The KEY is to look at the long lead II — and RED arrows show 2 places were we KNOW there are 2 consecutive P waves (which are upright in this long lead II, therefore 2 consecutive sinus P waves. Now set your calipers at this P-P interval (between 2 consecutive RED arrows — and the PINK arrows show partial deflections that we SEE, which we KNOW must be underlying "on time" sinus P waves.
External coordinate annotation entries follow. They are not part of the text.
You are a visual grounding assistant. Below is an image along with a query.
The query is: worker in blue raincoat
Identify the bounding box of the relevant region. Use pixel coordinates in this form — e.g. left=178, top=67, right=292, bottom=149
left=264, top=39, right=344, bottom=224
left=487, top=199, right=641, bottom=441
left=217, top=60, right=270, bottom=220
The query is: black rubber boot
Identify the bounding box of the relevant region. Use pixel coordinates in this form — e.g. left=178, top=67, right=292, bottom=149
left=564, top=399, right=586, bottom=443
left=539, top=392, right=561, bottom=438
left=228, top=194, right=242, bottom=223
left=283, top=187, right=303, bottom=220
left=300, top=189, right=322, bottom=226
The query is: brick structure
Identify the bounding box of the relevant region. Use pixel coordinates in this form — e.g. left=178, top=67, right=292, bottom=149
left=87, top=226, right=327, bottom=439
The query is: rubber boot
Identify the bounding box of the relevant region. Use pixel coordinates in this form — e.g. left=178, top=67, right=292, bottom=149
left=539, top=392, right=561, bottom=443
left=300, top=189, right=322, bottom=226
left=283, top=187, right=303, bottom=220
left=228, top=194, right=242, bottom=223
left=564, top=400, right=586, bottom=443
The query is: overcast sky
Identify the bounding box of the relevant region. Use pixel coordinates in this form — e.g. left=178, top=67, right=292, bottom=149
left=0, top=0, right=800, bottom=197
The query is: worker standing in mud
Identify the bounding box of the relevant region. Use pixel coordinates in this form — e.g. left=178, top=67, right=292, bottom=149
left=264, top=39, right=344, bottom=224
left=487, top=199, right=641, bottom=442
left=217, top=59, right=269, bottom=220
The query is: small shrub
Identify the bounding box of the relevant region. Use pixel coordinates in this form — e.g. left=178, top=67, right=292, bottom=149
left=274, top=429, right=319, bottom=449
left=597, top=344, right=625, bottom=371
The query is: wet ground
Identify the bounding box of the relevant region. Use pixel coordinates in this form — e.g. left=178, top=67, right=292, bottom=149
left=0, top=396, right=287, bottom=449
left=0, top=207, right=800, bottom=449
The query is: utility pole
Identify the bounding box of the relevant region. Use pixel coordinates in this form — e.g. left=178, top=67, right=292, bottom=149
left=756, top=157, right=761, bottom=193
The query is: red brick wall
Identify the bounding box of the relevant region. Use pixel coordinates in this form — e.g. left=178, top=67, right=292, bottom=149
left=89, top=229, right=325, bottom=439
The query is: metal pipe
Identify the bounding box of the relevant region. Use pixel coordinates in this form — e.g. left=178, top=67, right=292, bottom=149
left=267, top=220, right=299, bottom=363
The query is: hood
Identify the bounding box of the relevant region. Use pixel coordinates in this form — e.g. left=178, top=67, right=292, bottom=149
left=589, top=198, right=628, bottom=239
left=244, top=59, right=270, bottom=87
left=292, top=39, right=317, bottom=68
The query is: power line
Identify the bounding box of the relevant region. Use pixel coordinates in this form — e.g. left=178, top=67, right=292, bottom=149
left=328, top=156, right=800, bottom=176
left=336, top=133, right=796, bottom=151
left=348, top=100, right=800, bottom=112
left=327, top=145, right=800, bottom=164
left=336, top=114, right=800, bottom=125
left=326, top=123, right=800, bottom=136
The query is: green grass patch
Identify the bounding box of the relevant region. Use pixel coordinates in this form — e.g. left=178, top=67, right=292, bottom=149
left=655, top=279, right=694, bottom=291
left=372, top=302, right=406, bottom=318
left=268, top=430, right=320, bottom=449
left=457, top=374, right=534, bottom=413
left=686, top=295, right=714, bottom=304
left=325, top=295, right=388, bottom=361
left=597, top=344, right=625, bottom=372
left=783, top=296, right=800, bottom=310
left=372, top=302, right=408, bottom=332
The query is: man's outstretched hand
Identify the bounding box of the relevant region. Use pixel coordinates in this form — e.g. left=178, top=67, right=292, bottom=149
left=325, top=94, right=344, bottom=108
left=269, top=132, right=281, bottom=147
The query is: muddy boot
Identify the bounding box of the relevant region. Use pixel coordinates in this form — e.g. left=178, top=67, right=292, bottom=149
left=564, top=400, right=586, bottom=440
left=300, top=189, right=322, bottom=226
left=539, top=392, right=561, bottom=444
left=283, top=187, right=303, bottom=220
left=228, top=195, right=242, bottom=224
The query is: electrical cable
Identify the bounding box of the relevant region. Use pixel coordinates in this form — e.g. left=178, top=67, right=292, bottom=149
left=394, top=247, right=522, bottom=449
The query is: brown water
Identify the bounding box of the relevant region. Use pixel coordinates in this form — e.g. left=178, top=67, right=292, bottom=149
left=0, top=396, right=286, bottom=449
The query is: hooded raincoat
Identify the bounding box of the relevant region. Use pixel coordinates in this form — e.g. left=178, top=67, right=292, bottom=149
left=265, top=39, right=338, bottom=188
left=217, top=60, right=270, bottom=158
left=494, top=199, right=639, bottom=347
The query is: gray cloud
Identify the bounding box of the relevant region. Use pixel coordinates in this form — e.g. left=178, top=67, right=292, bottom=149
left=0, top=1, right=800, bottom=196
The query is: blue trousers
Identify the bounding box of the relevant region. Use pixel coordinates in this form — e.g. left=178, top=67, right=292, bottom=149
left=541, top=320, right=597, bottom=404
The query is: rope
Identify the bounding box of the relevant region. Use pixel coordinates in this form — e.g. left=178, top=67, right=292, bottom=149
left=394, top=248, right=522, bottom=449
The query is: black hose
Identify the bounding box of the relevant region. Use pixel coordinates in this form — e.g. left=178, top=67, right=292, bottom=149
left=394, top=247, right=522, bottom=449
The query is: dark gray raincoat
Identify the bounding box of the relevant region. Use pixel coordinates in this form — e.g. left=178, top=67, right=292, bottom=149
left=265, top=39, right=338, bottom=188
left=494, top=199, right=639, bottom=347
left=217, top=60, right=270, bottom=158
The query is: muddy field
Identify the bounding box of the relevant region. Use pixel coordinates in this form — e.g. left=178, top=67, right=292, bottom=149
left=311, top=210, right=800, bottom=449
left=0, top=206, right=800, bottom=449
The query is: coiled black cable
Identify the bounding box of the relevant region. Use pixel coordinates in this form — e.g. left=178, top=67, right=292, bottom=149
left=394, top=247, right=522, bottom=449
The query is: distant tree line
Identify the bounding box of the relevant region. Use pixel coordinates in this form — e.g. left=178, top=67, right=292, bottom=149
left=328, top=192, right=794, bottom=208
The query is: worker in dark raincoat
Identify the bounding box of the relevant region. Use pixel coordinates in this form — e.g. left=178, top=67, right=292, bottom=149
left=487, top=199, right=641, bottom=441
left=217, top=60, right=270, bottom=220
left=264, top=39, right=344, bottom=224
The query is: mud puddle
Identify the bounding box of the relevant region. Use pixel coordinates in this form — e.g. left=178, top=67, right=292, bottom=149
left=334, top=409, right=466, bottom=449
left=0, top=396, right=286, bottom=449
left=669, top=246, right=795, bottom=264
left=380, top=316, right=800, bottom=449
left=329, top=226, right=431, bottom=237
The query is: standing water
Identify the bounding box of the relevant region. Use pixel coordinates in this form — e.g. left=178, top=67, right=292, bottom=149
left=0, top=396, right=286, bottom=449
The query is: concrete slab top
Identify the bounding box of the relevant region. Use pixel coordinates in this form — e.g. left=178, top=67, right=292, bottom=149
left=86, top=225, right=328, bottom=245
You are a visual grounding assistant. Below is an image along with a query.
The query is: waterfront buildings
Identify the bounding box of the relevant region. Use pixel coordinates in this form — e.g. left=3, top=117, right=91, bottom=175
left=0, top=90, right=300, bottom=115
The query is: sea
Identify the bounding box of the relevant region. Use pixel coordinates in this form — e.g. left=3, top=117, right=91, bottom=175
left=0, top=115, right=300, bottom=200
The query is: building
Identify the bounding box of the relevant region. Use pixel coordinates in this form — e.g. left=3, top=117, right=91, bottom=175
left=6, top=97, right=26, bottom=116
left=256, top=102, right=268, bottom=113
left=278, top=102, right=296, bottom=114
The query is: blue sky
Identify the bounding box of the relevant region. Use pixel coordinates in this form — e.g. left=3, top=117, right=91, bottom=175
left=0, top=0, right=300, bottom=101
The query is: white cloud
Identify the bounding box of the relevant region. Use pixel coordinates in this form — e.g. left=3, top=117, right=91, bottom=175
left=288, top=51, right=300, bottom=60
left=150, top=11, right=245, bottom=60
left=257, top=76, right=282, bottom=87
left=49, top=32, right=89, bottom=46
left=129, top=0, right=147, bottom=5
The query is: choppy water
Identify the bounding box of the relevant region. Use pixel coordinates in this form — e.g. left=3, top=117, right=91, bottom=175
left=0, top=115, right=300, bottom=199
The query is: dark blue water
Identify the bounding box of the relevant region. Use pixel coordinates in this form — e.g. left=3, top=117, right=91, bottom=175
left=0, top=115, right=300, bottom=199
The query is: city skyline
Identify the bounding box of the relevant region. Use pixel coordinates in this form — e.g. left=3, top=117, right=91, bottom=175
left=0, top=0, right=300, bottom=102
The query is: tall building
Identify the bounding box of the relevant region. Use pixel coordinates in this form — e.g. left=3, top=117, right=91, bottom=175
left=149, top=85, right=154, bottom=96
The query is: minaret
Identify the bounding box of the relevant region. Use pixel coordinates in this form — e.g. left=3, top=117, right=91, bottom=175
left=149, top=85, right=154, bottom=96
The WHITE arrows then show you where additional "on time" sinus P waves lie — telling us there is an underlying sinus tach.

 

Thus there is AV dissociation — with beat #17 being a CAPTURE beat — and beats #6,7 and 16 being FUSION beats — all of which proves that the underlying rhythm is an isorhythmic AV dissociation by "usurpation" by an AIVR at 120/minute that is slightly faster than the underlying sinus tach! (The upright R wave in V1 is not "RBBB" — but indication of the ventricular focus!)

 

Note that the QRS IS actually wide (The tracing is slanted — but the WHITE line that I drew parallel to the heavy grid line shows that what looks like "narrow" beats in the long lead II are actually WIDE (because there is an initial small, upright r wave before the deep S waves)

 

Within the dotted BLUE rectangle we see the capture beat — that shows marked LVH with very deep, symmetric (ischemic) T wave inversion in leads V5,V6 — and also in lead aVF. That said, I don't acute ST elevation in the leads in which I am able to assess — so from what I can see, probably no acute STEMI ...

 

Now this 60 yo woman presented with SOB — so the KEY is to find out WHY she is SOB (ie, heart failure, pneumonia) — and then to treat that — and possibly (hopefully) the underlying "slow VT" will resolve!

 

This would be a SUPERB CASE for an ECG Blog! May I have your permission to use this case! I will acknowledge you as I have in the past (See attached). Let me know what happens! BEST — :) Ken

 

Bashiruddin REPLY:

Thank you sir Please feel free to use it in your ECG Blog.